Overall forecast accuracy was assessed using a metric of forecast skill, where 1 is a perfect forecast and 0 means the forecast assigned a <1% probability to the correct outcome. Average forecast skill for national targets over their respective evaluation periods are shown in Table 3. At the national level, median team forecast skill was highest for short-term forecasts of ILINet 1 week in advance (0.66) and decreased for the 2, 3, and 4 week ahead targets (median skill 0.41, 0.31, and 0.29, respectively). Median forecast skill for peak intensity (0.30) was comparable to that of short-term forecasts at 3–4 weeks. Median forecast skill for peak week and onset week are not directly comparable to the ILINet intensity forecasts because the scales and bins were different, but were both low (0.03 and 0.04, respectively).

Table 3

Average forecast skill for US national targets by forecast team during the 2015–2016 influenza season. Bold denotes the highest scoring team for that target.

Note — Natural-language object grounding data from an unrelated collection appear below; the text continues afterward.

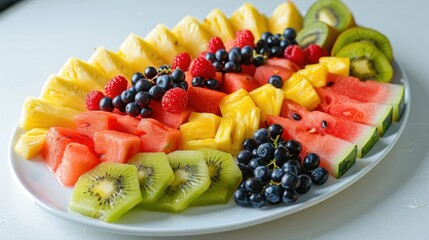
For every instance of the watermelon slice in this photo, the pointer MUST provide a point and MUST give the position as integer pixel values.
(374, 114)
(362, 135)
(369, 91)
(336, 155)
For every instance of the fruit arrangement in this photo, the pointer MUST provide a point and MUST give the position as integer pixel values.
(247, 107)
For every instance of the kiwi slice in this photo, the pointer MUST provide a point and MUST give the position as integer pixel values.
(191, 179)
(362, 34)
(107, 191)
(317, 33)
(155, 174)
(367, 62)
(332, 12)
(225, 177)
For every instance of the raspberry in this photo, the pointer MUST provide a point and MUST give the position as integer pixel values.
(313, 52)
(93, 99)
(182, 61)
(201, 67)
(295, 54)
(244, 38)
(215, 44)
(175, 100)
(116, 86)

	Onset week	Peak week	Peak intensity	Seasonal average^a	1 week ahead	2 week ahead	3 week ahead	4 week ahead	Short-term average^b
Model A	0.004	0.003	0.523	0.021	0.107	0.122	0.114	0.115	0.114
Model B	0.179	0.204	0.515	0.274	0.612	0.513	0.451	0.398	0.492
Model C	0.038	0.015	0.255	0.054	0.578	0.293	0.164	0.098	0.238
Model D	0.037	0.031	0.279	0.072	0.876	0.668	0.443	0.297	0.540
Model E	0.045	0.072	0.655	0.139	0.707	0.658	0.601	0.535	0.626
Model F	0.038	0.072	0.647	0.131	0.893	0.727	0.663	0.514	0.695
Model G	0.047	0.110	0.581	0.157	0.847	0.715	0.638	0.577	0.693
Model H	0.014	0.000	0.055	0.007	0.014	0.067	0.011	0.008	0.017
Model I^c	0.004	0.008	0.013	0.008	0.162	0.209	0.257	0.317	0.225
Model J	0.000	0.155	0.383	0.036	0.711	0.399	0.303	0.207	0.376
Model K^c	0.037	0.030	0.076	0.044	0.358	0.343	0.320	0.283	0.326
Model L^c	0.105	0.167	0.323	0.185	0.747	0.759	0.566	0.352	0.590
Model M	0.004	0.021	0.278	0.033	0.698	0.426	0.284	0.169	0.357
Model N^c	0.001	0.002	0.003	0.002	0.061	0.043	0.014	0.009	0.025
Median Team Skill	0.037	0.030	0.301	0.049	0.655	0.413	0.311	0.290	0.366
FluSight Ensemble	0.115	0.134	0.505	0.206	0.719	0.620	0.542	0.466	0.585
Hist. Avg. Forecast	0.108	0.054	0.268	0.117	0.406	0.408	0.404	0.400	0.404

aAverage of submissions for onset week, peak week, and peak intensity.

bAverage of submissions for 1, 2, 3, and 4 weeks ahead.

cFirst forecast received on MMWR week 45 (Model K), 49 (Model L), 50 (Model I), and week 4 (Model N); Missing forecasts are assigned a log score of −10 for scoring purposes.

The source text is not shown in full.